Best to ignore most of the forecasts of what will happen after Brexit. We have been deluged with predictions of how much UK gross domestic product will fall, what percentage sterling might lose on the markets, the implications for interest rates and on and on.
Economic forecasting always requires a considerable leap of faith, but in the case of Brexit it is a jump too far. Such are the uncertainties surrounding the whole affair that the only thing we can safely say is it that it would probably be a horrible mess, for a while anyway, and beyond that, who knows?
That said, it is almost impossible to make an economic case in favour of Brexit. The UK’s access to major markets would be hit, inward investment would be severely hurt and huge uncertainty would put a host of business decisions on hold.
The UK treasury’s estimate that it would cost every household £4,300 (€3,800) a year on average over the next decade and a half is an exercise in useless precision – nobody has a clue about the real number. But the fact that Brexit would hurt the UK economy – and by extension Ireland’s – is hard to dispute. And the biggest cost, in the first period at least, is the one that few have focused on: the cost of uncertainty.
Upheaval
In the event of a Leave vote we would wake up next Friday morning with nothing having changed, but everything having changed.
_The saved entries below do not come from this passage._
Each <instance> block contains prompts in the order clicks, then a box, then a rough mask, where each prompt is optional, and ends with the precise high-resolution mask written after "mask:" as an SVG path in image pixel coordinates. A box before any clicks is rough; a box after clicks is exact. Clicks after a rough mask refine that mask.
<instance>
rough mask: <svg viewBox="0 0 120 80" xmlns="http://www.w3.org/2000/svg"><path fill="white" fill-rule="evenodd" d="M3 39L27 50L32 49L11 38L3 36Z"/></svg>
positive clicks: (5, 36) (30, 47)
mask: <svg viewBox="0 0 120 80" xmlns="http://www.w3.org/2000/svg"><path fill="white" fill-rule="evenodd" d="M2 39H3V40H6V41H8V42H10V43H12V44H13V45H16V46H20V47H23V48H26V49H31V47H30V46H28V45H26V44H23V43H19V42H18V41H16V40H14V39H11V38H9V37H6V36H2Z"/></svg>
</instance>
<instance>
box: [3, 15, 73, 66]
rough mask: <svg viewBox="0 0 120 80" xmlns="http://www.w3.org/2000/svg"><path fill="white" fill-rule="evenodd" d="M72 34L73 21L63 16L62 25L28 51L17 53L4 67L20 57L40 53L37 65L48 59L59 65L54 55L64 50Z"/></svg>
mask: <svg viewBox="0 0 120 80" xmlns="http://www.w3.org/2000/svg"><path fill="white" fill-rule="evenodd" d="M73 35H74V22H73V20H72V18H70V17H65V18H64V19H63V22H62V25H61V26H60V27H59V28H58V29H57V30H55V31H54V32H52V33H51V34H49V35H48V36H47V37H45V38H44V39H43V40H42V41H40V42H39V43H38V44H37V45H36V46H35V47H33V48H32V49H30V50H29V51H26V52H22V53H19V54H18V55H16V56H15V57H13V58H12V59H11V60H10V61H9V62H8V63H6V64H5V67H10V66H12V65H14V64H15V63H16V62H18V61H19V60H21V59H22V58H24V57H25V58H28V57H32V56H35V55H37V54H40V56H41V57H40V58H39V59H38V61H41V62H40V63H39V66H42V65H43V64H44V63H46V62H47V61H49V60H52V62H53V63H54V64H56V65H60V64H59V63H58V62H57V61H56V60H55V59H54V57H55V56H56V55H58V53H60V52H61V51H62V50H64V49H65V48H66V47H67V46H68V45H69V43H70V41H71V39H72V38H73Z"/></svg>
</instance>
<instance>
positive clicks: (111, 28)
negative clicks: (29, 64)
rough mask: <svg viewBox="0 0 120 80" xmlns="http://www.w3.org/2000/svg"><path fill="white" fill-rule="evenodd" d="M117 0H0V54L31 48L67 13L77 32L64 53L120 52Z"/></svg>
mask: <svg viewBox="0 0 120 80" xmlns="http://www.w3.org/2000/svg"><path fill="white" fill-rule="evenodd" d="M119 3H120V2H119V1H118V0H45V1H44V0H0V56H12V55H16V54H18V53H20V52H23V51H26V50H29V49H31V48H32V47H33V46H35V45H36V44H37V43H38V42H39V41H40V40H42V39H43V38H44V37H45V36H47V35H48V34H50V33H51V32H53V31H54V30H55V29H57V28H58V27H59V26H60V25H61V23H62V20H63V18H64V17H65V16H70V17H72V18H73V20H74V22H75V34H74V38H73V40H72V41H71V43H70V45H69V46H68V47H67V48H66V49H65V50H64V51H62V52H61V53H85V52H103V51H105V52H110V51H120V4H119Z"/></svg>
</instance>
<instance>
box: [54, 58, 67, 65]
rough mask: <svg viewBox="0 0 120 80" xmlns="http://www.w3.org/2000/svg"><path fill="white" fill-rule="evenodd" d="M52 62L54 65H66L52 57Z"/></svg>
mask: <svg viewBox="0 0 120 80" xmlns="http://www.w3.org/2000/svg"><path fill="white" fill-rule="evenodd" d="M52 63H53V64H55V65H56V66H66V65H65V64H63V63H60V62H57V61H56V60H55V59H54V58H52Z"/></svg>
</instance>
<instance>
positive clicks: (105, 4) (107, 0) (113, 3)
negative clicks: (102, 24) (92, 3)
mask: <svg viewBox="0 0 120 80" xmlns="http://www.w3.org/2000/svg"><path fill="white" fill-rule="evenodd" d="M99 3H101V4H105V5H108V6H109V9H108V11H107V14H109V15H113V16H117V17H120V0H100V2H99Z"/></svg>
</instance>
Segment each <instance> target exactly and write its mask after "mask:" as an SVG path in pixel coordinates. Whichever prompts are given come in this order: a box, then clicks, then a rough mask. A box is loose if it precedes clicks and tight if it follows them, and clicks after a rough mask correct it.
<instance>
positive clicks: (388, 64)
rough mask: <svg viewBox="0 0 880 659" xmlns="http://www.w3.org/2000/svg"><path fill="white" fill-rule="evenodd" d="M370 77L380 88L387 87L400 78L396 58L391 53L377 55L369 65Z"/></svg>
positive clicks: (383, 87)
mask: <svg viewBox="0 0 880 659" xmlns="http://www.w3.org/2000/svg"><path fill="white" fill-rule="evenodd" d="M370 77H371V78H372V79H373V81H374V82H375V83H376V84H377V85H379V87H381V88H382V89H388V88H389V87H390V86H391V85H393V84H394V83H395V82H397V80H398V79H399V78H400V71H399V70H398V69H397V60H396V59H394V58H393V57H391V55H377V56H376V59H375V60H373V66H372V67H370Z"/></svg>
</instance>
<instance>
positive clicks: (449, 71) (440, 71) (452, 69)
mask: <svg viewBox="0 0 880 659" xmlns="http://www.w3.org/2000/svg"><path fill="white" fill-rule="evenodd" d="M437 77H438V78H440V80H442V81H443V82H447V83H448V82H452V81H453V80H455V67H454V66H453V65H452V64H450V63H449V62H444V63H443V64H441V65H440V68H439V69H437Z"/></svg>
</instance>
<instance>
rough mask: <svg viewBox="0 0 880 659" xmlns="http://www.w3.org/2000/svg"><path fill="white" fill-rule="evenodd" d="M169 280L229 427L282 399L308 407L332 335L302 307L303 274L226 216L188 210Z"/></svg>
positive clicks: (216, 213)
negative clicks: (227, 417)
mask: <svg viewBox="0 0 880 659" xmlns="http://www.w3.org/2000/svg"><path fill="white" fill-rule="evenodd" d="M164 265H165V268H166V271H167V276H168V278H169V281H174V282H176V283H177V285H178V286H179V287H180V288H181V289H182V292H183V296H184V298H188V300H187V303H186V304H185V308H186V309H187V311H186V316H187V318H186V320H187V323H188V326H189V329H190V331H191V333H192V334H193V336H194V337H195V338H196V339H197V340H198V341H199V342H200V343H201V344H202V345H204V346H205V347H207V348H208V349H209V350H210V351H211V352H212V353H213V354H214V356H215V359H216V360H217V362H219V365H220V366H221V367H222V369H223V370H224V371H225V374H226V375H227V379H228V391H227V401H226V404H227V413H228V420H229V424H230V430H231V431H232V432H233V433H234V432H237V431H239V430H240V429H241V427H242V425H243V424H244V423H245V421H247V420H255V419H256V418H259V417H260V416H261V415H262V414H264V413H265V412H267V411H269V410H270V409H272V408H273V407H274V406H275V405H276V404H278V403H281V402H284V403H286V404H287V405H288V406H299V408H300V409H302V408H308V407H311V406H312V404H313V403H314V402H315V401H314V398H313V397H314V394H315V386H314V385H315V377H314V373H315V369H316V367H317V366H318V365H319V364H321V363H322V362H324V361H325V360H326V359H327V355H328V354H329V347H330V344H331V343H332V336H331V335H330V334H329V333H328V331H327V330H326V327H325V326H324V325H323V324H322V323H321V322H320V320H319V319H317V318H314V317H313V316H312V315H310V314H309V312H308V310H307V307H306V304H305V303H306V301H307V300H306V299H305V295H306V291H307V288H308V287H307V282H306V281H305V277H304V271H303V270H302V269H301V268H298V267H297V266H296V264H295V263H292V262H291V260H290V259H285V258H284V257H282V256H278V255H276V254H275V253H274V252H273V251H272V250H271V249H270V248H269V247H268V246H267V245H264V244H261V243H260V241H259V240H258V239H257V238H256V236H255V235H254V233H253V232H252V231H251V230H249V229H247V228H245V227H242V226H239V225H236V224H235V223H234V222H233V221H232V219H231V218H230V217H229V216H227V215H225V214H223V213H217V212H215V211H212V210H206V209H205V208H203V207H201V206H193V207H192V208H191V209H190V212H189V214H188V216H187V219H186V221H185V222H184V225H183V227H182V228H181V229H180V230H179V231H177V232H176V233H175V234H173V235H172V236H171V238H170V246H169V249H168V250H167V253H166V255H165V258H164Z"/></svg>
Britain would still be in the European Union and the single market, trading rules would be exactly as they were and everyone could continue to go about their business, though of course they may well have to deal with considerable upheaval on the financial markets.
But behind this apparent normality would be massive uncertainty, affecting not just Britain but Ireland, Europe and beyond. In theory, Britain would notify the EU at some early stage of its intention to leave and would negotiate the terms within the next two years.
In practice, nobody has a clue. The notification may or may not come in the short term. If it did, nobody believes it would be done in two years – and the new trading arrangements would be negotiated separately anyway. You can game plan this 100 ways, but the only sure thing is that nobody knows, and without knowing you can’t put numbers on the consequences with any confience.
In passing you can see how this uncertainty about what will happen has played into an appalling campaign. The Remain side has exaggerated and pushed the fear factor way beyond what is reasonable in terms of pretending it can all be reduced to numbers and cuts. The Leave side has just plain lied, on everything from the economy to immigration, and on the latter subject in particular the campaign took on almost sinister tones.
Politics these days has moved beyond the era of trying to put forward a rational argument to a belief that the public will be persuaded only by stark and extreme threats – and that how these are presented is fair game.
The Brexit campaign, and the focus on what happens if Britain leaves, has meant the debate has bypassed the price of uncertainty that will be paid while this is all worked out. And given that the earliest likely date of British exit would be 2019, this is no trivial matter – in fact, it goes to the very heart of the price that would be paid for a Leave vote.
Senior Irish officials say privately that Ireland is as ready as it could be for Brexit, but that advance planning has very limited value when you have little idea what you are getting ready for.
The Central Bank has asked the banks to be ready, the National Treasury Management Agency has raised most of the cash it needs this year, and officials and businesses are fretting about a possible fall in sterling’s value against the euro and its impact on exporters. But even here, looking at the currency markets, beyond a feeling the UK currency could face an initial hit, nobody really knows what the trend will be in the months after Brexit.
It is impossible to put any numbers on the impact of the prolonged period of uncertainty, but it would surely be significant. We would not know the future terms of trade with a key trading partner. New bureaucracy and tariffs may face those exporting and importing food in the years to come, for example. But nobody knows – and they wouldn’t know for a few years.
Questions would be asked in the markets about whether Ireland might follow Britain out of the EU. The Government would dismiss this. But bond investors looking to tie up money for 10 years or more or major multinationals planning where to invest have very long time horizons. Ireland may gain from projects that would have gone to the UK, or we may lose other investments. We have no idea whether we would have to establish controls on the Border or tighter controls on people entering or leaving the island of Ireland. Or both. Or neither.
The one thing we can say is that uncertainty causes delay. It means investors sit and wait. It means businesses put plans on hold. This leads to consumers doing the same. The world is always full of uncertainties, but Brexit adds another big one. Life must go on, of course, and it will. But the paralysing impact of waking up next Friday to a Leave vote should not be underestimated.